J’ai gardé le meilleur pour la fin: le retour de Porsche en LMDh en 2023 avec 2 voitures engagées dans chaque championnat (WEC et IMSA). Porsche pourra donc à nouveau disputer la victoire au général au Mans et à Daytona !

Et contrairement à Toyota la saison passée (et celle d’avant), Porsche ne sera pas le seul en lice pour la victoire car Audi et Acura (le nom de Honda aux US) ont confirmé leur présence en 2023. Ferrari a annoncé sa participation dès 2022 et il se pourrait bien que Ford suive le mouvement.

Sans oublier Lamborghini et McLaren qui se tatent encore en déclarant “envisager leur participation”.

…d’une demi-Porsche

Concernant Porsche on ne sait rien ou presque sur la voiture qu’ils aligneront au championnat en 2023, si ce n’est qu’il ne s’agira que d’une demie-Porsche puisque le chassis, le système hybride et la boite ne seront pas “made in Stuttgart”.

Ce qu’on sait en revanche, c’est que:

  1. Le châssis choisi est celui de Multimatic. Ouf, on est sauvé, il ne viendra pas de Ligier. Ligier, vous voyez ? Mais si, c’est eux qui font ça:

    Une ligier dans toute sa splendeur

  2. Porsche s’alliera à un partenaire de choix: l’écurie américaine Penske. Cette nouvelle structure, “Porsche Penske Motorsport” sera chargée de faire rouler les prototypes dans les 2 championnats (le WEC et l’IMSA).

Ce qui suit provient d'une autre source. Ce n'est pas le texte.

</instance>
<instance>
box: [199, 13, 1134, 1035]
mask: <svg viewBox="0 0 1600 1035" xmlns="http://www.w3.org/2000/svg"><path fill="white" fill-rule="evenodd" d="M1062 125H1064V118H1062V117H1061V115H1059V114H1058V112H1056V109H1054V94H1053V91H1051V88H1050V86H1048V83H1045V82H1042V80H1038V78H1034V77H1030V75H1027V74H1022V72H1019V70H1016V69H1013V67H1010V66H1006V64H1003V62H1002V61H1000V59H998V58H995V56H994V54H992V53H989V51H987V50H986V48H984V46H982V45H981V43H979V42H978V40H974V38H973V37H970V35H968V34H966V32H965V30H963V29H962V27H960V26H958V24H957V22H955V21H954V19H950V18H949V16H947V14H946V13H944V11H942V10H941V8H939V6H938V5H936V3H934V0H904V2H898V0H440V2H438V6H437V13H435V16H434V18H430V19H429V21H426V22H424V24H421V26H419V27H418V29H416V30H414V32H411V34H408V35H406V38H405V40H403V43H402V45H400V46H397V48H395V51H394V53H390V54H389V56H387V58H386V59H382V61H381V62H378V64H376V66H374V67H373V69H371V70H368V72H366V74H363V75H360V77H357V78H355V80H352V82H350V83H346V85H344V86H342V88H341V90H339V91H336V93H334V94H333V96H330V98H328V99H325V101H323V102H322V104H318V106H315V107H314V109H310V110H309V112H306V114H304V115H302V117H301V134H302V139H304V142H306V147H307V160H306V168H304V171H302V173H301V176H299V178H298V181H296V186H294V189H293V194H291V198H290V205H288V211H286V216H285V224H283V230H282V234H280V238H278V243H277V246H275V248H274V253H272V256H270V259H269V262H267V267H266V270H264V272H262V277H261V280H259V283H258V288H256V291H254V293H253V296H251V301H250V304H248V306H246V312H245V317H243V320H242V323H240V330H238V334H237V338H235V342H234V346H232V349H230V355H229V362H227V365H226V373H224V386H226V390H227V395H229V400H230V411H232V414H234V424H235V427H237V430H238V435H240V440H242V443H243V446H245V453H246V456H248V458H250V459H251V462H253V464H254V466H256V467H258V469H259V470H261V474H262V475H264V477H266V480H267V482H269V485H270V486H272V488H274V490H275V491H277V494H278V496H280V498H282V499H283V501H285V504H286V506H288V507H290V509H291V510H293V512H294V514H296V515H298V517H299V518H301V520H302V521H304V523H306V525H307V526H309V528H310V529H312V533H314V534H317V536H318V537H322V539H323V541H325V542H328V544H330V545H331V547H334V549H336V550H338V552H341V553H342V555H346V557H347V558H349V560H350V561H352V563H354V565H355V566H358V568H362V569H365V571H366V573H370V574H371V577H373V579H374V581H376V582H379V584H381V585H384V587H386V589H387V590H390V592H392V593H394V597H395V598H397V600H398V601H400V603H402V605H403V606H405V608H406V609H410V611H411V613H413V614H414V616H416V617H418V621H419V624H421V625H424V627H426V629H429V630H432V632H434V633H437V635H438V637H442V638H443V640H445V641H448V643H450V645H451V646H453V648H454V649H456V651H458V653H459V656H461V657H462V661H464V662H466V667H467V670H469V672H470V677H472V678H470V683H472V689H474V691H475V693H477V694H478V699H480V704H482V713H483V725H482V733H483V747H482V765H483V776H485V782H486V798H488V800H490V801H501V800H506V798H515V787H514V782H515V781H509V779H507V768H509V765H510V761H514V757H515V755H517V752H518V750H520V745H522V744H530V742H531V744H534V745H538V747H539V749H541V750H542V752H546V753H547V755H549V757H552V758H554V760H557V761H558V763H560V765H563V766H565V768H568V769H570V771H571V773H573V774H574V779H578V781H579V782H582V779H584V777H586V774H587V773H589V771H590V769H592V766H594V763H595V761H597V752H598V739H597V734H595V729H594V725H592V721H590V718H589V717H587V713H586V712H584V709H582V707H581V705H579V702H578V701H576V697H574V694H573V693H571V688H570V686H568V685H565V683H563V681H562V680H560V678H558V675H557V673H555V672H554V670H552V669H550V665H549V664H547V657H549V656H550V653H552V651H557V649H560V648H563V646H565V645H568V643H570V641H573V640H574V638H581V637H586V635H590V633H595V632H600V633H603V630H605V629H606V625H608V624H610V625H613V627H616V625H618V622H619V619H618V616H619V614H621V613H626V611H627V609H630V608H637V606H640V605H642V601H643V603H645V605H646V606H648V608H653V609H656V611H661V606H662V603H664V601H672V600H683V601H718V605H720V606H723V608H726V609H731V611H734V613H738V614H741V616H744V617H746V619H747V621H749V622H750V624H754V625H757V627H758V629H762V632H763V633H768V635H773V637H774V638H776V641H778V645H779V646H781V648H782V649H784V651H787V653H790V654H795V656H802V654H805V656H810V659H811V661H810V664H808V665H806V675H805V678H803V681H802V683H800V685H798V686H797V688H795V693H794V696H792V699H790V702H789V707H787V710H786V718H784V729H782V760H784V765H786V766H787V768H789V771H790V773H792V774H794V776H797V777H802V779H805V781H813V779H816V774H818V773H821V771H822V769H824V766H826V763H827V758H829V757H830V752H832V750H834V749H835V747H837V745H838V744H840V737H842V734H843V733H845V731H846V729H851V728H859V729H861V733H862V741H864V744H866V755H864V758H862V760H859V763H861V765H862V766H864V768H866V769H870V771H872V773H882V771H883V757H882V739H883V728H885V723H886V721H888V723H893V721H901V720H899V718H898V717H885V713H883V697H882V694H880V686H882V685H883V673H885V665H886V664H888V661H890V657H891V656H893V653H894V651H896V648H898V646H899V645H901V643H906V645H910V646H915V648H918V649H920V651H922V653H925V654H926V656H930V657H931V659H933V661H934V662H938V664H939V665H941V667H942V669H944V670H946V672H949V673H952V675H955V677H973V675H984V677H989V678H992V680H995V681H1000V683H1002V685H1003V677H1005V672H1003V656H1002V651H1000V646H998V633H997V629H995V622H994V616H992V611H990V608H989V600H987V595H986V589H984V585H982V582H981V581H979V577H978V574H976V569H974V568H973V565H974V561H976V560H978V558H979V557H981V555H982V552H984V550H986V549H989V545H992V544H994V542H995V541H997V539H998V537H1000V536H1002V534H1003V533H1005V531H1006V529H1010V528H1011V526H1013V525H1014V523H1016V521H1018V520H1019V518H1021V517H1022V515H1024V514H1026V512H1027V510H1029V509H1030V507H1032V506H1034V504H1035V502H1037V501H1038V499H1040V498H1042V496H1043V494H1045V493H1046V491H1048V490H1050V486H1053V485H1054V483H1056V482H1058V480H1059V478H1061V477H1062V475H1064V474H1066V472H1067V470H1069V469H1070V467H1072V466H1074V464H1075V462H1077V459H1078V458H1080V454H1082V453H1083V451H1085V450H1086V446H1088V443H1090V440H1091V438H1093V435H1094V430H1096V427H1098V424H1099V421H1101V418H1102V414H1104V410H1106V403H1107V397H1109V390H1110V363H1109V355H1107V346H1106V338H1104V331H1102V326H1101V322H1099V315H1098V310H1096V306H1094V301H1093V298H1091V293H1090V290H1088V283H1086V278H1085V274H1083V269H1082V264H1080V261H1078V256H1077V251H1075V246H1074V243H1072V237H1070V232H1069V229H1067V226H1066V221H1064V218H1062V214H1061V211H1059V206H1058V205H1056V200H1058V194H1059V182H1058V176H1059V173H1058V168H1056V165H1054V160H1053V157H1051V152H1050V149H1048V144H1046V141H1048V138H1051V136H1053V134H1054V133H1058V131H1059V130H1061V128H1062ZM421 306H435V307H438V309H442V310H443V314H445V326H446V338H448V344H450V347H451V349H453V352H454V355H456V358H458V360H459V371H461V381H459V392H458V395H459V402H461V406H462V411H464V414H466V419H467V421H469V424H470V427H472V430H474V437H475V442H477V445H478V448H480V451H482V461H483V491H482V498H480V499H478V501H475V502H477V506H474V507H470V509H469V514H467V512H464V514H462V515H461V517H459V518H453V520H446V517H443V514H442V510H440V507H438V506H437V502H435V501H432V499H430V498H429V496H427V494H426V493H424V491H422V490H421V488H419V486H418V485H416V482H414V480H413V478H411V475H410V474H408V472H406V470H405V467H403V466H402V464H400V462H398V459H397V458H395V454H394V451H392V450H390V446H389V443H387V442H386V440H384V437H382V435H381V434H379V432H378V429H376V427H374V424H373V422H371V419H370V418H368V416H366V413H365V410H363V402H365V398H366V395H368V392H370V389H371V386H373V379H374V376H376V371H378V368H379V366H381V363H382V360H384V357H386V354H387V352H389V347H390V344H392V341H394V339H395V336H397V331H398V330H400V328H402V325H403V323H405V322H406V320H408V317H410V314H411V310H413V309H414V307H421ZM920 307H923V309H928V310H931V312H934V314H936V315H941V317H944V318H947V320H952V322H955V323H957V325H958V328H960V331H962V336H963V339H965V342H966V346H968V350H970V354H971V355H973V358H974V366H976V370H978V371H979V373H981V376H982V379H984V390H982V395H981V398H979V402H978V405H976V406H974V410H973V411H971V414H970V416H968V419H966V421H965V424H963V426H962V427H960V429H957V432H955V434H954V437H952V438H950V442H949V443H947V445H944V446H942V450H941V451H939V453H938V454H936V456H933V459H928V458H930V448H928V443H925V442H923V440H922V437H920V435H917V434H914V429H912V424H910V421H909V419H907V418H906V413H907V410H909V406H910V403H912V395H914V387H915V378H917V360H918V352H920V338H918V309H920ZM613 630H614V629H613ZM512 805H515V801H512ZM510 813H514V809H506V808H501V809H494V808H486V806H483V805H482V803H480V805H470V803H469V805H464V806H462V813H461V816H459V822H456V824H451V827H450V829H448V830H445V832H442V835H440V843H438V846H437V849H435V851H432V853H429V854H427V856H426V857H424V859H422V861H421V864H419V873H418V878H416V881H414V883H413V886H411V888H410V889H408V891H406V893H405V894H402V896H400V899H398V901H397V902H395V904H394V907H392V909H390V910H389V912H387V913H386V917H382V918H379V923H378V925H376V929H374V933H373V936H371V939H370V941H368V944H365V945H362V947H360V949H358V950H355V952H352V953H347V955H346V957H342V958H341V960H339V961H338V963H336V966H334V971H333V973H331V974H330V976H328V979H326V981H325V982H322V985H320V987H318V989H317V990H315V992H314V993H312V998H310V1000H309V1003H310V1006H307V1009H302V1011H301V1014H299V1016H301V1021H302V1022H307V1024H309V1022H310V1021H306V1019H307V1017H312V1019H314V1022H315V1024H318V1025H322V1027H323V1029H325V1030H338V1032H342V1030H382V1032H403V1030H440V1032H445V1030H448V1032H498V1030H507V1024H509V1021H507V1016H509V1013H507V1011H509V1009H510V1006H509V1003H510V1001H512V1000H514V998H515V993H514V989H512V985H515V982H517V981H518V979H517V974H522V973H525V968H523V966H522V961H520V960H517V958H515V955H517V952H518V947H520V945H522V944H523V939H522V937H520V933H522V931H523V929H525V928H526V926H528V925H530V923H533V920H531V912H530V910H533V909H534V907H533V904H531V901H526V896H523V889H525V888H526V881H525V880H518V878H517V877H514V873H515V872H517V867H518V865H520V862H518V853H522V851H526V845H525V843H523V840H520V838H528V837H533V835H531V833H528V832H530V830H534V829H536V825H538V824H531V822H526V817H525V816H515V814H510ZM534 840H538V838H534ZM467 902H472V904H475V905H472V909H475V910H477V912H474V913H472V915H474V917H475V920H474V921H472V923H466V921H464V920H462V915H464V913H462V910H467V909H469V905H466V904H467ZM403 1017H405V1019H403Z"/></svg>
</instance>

Rappelons que le duo “Porsche-Penske” n’en n’est pas à son coup d’essai et a déjà brillé par le passé. Notamment dans les années 70 lors du championnat Can-Am (nord américain) en remportant le titre avec la terrible 917/30 ou encore entre 2006 et 2008 avec la Porsche RS Spyder qui avait raflé le titre en LMP2 ces 3 années là.

En attendant

Notons que le prochain événement majeur de l’endurance, qui ne fait partie d’aucun championnat, se déroulera déjà dans deux petites semaines avec les 24H du Nürburgring les 5 et 6 juin.

Quant au WEC (et à l’IMSA) j’espère sincèrement que tous ces changements permettront à l’endurance de retrouver ses lettres de noblesse et sa gloire d’antant. Les constructeurs semblent en effet nombreux à s’intéresser à cette nouvelle formule et si le spectacle est au rendez-vous, les fans suivront.

Il faudra juste s’armer de patience car on ne verra rien de tout ça avant deux longues années.

En attendant si vous voulez suivre un championnat captivant avec de nombreux belligérants se disputant âprement la victoire, je vous recommende vivement le “GT World Challenge“. Vous ne serez pas déçus du spectacle.